I have chosen to record the piece as written. I recognize the audience has changed.



August 15, 1930-February 9, 2011


The obituary reminds us she had an extensive career in nursing, and retired as Director of Nursing. She belonged to the Board of Governors for Sault College for six years, two as Chair. She later chaired, for two years, the Council of Governors of the Association of Colleges and Applied Arts Technology of Ontario1—and had numerous other involvements besides these. She belonged to St. Gregory's Parish for many years, where she took an active role on numerous committees, sewed bibs for baptisms, and played the church organ. I could go on, but you could read the obituary. These things tell you a good deal about our mother, but as positively and accurately as they reflect her character, they don't tell you who she was. I don't know that I'll accomplish that, either, but I'd like to try.

Some time in my childhood, the tv advertised A Tree Grows in Brooklyn.2 Mom told me it had been her favorite movie when she was a girl. I cannot recall if she got to see it again on that occasion; I know I didn't. Watching a tree grow didn't sound very exciting. I didn't see the film myself until just a few years ago.

Doreen would have been fourteen when it played the theaters. The story concerns a young girl from a working-class neighbourhood whose family often struggles to make ends meet. The girl dreams of making her mark in the world. She has the support of her family, she works hard, she attends a well-regarded high school despite the fact that some of her classmates do not regard too highly the neighbourhood she comes from, and she never stops dreaming. Rounding out the story we have a love-match, a good match, but one not everyone approves. At the film's end, she sees that a tree she thought would die has started to grow towards the sky again. We understand that she will overcome whatever hardships she may find.

Many differences may be found between the life of our mother and the life of the film's fictional heroine, but I see why she identified with her.

Because we know, at times, her mother and father had to struggle to make ends meet. We know, at times, she encountered prejudice in high school from people who believed themselves better-heeled. And we know that at the time of her marriage, some people believed—for reasons of culture and religion—she had not found a good match. I don't need to tell this crowd how entirely wrong those individuals were about the people she came from and the man she married.

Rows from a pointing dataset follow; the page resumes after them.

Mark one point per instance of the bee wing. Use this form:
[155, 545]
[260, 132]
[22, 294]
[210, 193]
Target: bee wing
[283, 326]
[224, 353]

You also must know that anyone who ever doubted that Doreen would accomplish what she set her mind to accomplishing also erred in their judgment.

She succeeded in her career, she served her God, and she loved her family.

She brought love and authenticity to everything she did. Whether you knew her as a grandmother who baked cookies and cooked turkey, a nurse who administered aid, the friend who lent a concerned ear, the mother who told you to wear a sweater because she was cold, or the Chair of the Association of Governors who spoke before the Premier, you got Doreen. And, as my wife says, she put her hands where her heart and words were. You may have received best wishes from Doreen, but that's rarely all you received. She loved, and where she loved, she acted. I won't give you an example, because if you're hearing this, you have one of your own.

If you take comfort in the belief in an afterlife or you if just take stock of the effects of Doreen's life—you will see that the tree continues to grow. We are poorer for her absence—an absence which, because of the disease that afflicted her final years, we have felt for some time—but we are so much richer for having known her. As we inscribed on our father's gravestone, so can we say of our mother: she is too well loved to be forgotten.

Thank you, mom.

Your work is done.

May you rest in peace.




1. The governing body now has a different name.

2. Adapted from the novel by Betty Smith. The novel covers a considerable greater period of history than the few months depicted in the film.

3. (There is no third footnote) After the funeral, I had a fascinating conversation with my great uncle, who is 99. He recalls holding her as a newborn and comments with melancholy that he's "here at the end."